This notebook fits a topic model to the Sherlock text descriptions and then transformed the recall transcripts with the model.

## Import libraries

In [1]:
import sys
import numpy as np
import pandas as pd
import hypertools as hyp
from os.path import abspath, join as opj
from scipy.interpolate import interp1d

%matplotlib inline

## Import analysis helpers 

In [2]:
sys.path.insert(0, abspath('../../helpers/'))
from analysis_helpers import (
    N_TOPICS,
    VIDEO_WSIZE,
    RECALL_WSIZE,
    VECTORIZER_PARAMS,
    SEMANTIC_PARAMS,
    format_text,
    parse_windows,
    get_video_timepoints
)

Functions and variables used across multiple notebooks can be found [here](https://github.com/contextlab/sherlock-topic-model-paper/blob/master/code/helpers/analysis_helpers.py)

In [3]:
# Show parameters
print(f'Number of topics: {N_TOPICS}')
print(f'Video window size: {VIDEO_WSIZE}')
print(f'Video window size: {RECALL_WSIZE}')
print(f'Vectorizer params: {VECTORIZER_PARAMS}')
print(f'LDA params: {SEMANTIC_PARAMS}')

Number of topics: 100
Video window size: 50
Video window size: 10
Vectorizer params: {'model': 'CountVectorizer', 'params': {'stop_words': 'english'}}
LDA params: {'model': 'LatentDirichletAllocation', 'params': {'n_components': 100, 'learning_method': 'batch', 'random_state': 0}}


## Set data paths

In [4]:
rawdir = '../../../data/raw/' 
datadir = '../../../data/processed/'

## Load and format data

In [5]:
video_text = pd.read_excel(opj(rawdir, 'Sherlock_Segments_1000_NN_2017.xlsx'))
video_text['Scene Segments'].fillna(method='ffill', inplace=True)

# drop 1s shot & 6s of black screen after end of 1st scan
video_text.drop(index=[480, 481], inplace=True)
video_text.reset_index(drop=True, inplace=True)

# timestamps for 2nd scan restart from 0; add duration of 1st scan to values
video_text.loc[480:, 'Start Time (s) ': 'End Time (s) '] += video_text.loc[479, 'End Time (s) ']

## Fit topic model to manually-annotated movie

In [6]:
# create a list of text samples from the scene descriptions / details to train the topic model
video = video_text.loc[:,'Scene Details - A Level ':'Words on Screen '].apply(format_text, axis=1).tolist()
video_windows, window_bounds = parse_windows(video, VIDEO_WSIZE)
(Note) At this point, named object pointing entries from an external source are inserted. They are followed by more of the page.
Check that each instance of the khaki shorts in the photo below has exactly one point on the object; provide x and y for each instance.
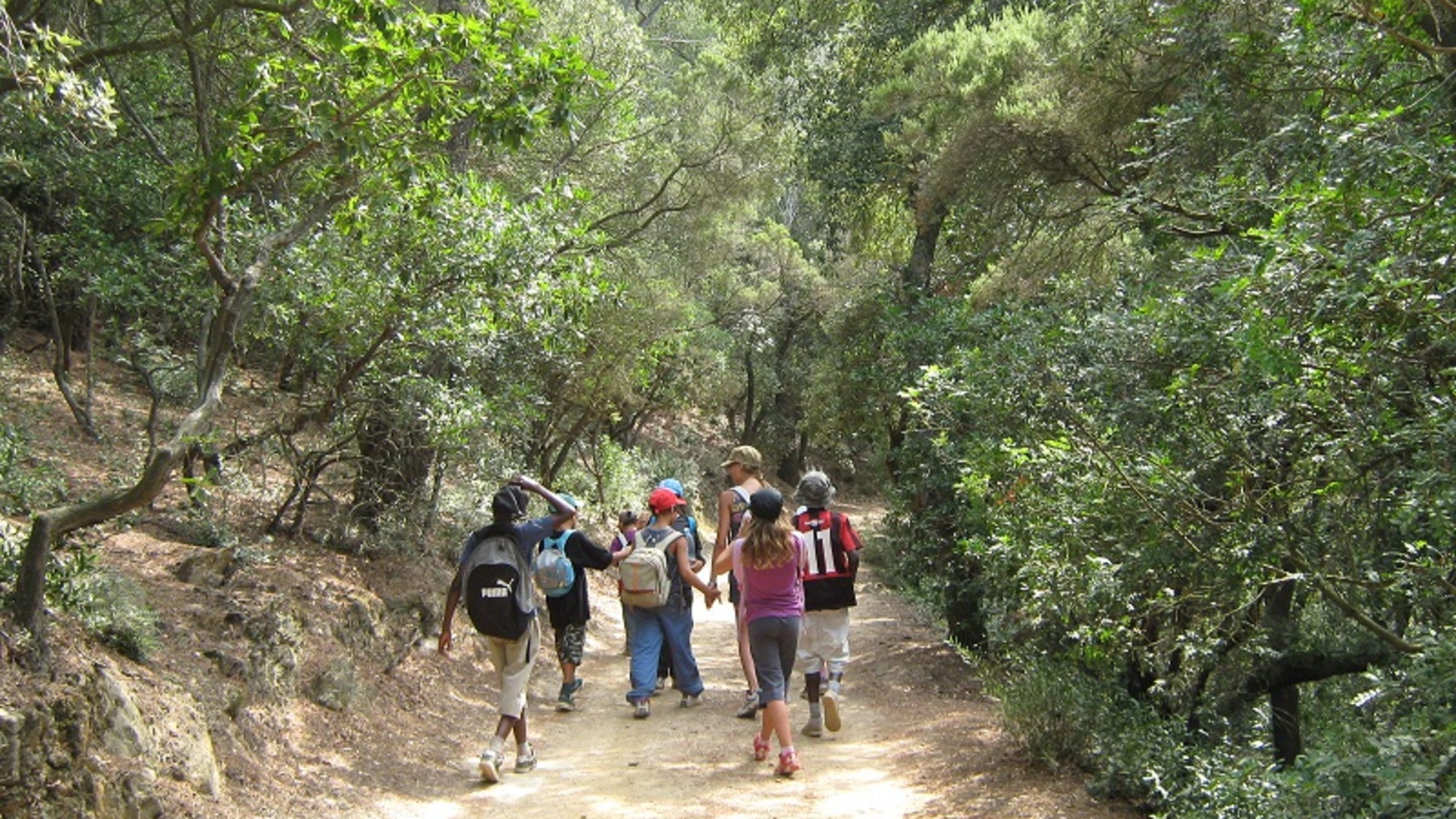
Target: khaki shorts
(824, 640)
(513, 661)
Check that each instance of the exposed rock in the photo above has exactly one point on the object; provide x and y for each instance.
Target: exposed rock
(273, 661)
(11, 723)
(123, 730)
(209, 567)
(337, 687)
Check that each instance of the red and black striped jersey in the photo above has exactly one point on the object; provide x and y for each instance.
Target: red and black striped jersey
(832, 558)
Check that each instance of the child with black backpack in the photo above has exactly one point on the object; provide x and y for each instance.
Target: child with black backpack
(654, 580)
(571, 608)
(494, 580)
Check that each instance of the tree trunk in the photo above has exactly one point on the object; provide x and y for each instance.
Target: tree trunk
(1279, 618)
(237, 297)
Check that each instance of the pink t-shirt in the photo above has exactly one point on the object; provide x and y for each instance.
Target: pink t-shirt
(770, 592)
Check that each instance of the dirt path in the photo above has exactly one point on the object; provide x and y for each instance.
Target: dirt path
(918, 741)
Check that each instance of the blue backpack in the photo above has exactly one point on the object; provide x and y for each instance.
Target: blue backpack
(552, 569)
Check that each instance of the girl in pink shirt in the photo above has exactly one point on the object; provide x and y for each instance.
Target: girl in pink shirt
(766, 563)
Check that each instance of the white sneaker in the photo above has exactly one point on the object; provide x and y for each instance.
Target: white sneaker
(814, 726)
(491, 765)
(830, 703)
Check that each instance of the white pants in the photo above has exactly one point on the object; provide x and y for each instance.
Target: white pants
(513, 661)
(824, 640)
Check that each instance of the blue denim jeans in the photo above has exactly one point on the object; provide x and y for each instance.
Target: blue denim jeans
(650, 629)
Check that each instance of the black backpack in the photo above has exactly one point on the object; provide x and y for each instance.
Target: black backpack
(497, 585)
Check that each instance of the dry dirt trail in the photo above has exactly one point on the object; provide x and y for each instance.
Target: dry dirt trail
(918, 739)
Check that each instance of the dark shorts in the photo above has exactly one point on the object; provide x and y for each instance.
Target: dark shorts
(774, 643)
(571, 642)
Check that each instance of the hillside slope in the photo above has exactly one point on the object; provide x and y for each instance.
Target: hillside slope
(294, 681)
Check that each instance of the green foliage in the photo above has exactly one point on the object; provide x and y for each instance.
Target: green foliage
(111, 607)
(24, 484)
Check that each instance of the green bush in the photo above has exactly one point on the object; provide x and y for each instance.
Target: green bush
(24, 484)
(109, 605)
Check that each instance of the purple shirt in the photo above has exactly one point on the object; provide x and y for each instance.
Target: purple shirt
(770, 592)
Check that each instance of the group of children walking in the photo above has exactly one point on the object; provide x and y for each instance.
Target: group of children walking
(791, 583)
# create video model with hypertools
video_model = hyp.tools.format_data(video_windows, 
                                    vectorizer=VECTORIZER_PARAMS, 
                                    semantic=SEMANTIC_PARAMS, 
                                    corpus=video_windows)[0]

# description are by scene, not TR so stretch the model to be in TRs
tr_spans = video_text[['Start Time (TRs, 1.5s)', 'End Time (TRs, 1.5s)']]
starts, stops = tr_spans.values.T
video_model_TRs = np.empty((1976, 100))

xvals = get_video_timepoints(window_bounds, video_text)
xvals_TR = xvals * 1976 / 2963
TR_times = np.arange(1, 1977)
interp_func = interp1d(xvals_TR, video_model, axis=0, fill_value='extrapolate')
video_model_TRs = interp_func(TR_times)

## Transform recalls

In [7]:
# loop over subjects
recall_w = []
for sub in range(1, 18):
    # load subject data
    transcript_path = opj(rawdir, f'NN{sub} transcript.txt')
    with open(transcript_path, 'r', encoding='cp1252') as f:
        recall = f.read().replace(b'\x92'.decode('cp1252'), "'").strip()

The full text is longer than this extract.